Offener Brief
la datscha – Mai 2018
Potsdam, Mitte des Jahres 2018 – im Zuge des fortschreitenden Preußenwahns und der damit einhergehenden Verwertungslogik schreitet der Ausverkauf in der brandenburgischen Landeshauptstadt scheinbar unaufhaltsam voran. Im wiedererbauten Stadtschloss tummelt sich das Stadt- und Landesparlament.

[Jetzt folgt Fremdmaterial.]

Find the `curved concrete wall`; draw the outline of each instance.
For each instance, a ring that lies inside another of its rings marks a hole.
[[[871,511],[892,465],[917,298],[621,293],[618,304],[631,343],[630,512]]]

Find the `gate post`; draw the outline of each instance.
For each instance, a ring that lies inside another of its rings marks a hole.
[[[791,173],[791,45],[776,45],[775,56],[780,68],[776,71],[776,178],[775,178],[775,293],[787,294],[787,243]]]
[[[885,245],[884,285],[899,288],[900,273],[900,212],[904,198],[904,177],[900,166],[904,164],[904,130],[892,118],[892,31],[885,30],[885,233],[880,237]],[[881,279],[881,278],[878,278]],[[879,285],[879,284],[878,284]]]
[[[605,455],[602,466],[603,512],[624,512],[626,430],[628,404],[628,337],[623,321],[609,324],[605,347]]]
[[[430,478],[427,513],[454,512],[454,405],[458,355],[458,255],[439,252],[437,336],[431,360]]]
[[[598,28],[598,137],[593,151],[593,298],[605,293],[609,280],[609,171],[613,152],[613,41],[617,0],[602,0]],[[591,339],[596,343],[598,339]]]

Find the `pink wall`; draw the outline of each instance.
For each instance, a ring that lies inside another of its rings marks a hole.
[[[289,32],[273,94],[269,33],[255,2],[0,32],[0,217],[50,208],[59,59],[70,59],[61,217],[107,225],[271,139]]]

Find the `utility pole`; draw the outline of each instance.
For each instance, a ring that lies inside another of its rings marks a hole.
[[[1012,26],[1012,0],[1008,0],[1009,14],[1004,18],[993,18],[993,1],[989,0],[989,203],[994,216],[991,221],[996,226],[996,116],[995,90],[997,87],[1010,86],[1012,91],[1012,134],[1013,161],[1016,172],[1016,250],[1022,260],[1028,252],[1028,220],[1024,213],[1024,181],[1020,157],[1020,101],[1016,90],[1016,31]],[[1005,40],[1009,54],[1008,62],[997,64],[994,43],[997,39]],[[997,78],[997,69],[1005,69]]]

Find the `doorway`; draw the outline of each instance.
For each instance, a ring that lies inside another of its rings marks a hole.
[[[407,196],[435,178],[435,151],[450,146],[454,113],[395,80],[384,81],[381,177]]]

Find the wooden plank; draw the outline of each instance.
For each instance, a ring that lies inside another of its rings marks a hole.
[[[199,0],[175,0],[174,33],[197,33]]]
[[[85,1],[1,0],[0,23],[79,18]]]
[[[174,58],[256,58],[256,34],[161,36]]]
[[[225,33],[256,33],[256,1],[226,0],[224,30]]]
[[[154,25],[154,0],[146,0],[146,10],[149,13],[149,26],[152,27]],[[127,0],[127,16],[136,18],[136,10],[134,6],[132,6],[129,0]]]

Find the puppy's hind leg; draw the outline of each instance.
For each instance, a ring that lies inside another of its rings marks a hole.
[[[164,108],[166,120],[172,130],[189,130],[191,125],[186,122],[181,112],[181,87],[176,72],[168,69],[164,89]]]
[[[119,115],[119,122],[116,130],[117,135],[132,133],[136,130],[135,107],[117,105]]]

Der Aufbau der Garnisonkirche wird gegen alle Bedenken weiter vorangetrieben und entgegen dem Bürgerhaushaltsvotum durch die Stadt gebilligt und mitfinanziert. Die alte Fachhochschule in der Stadtmitte ist trotz des großen Widerstands vieler Potsdamer*innen und der Besetzung zum größten Teil abgerissen und der Stadt Potsdam damit eine kulturell vielfältig und soziale Mitte endgültig versagt. Das Terrassenrestaurant Minsk steht ebenfalls kurz vor dem Abriss. Auch in Babelsberg ist einiges passiert und steht Neues auf dem Plan. So mussten bereits viele Gärten am Horstweg den altbekannten Investoren und Spekulanten weichen. Am Havelufer soll es in diesem Jahr weitergehen. So soll Ende des Jahres der Vertrag für den Segelsportverein am Babelsberger Park auslaufen und es gibt scheinbar auch kein Interesse an einer Verlängerung. Vielmehr will die Stiftung Preußische Schlösser und Gärten (SPSG) eine Schließung vorantreiben und einen derzeit durch das Strandbad Babelsberg versperrten historischen Parkrundweg wiedererschaffen. Dafür soll das Strandbad umplaziert werden sowie der Segelsportverein weichen.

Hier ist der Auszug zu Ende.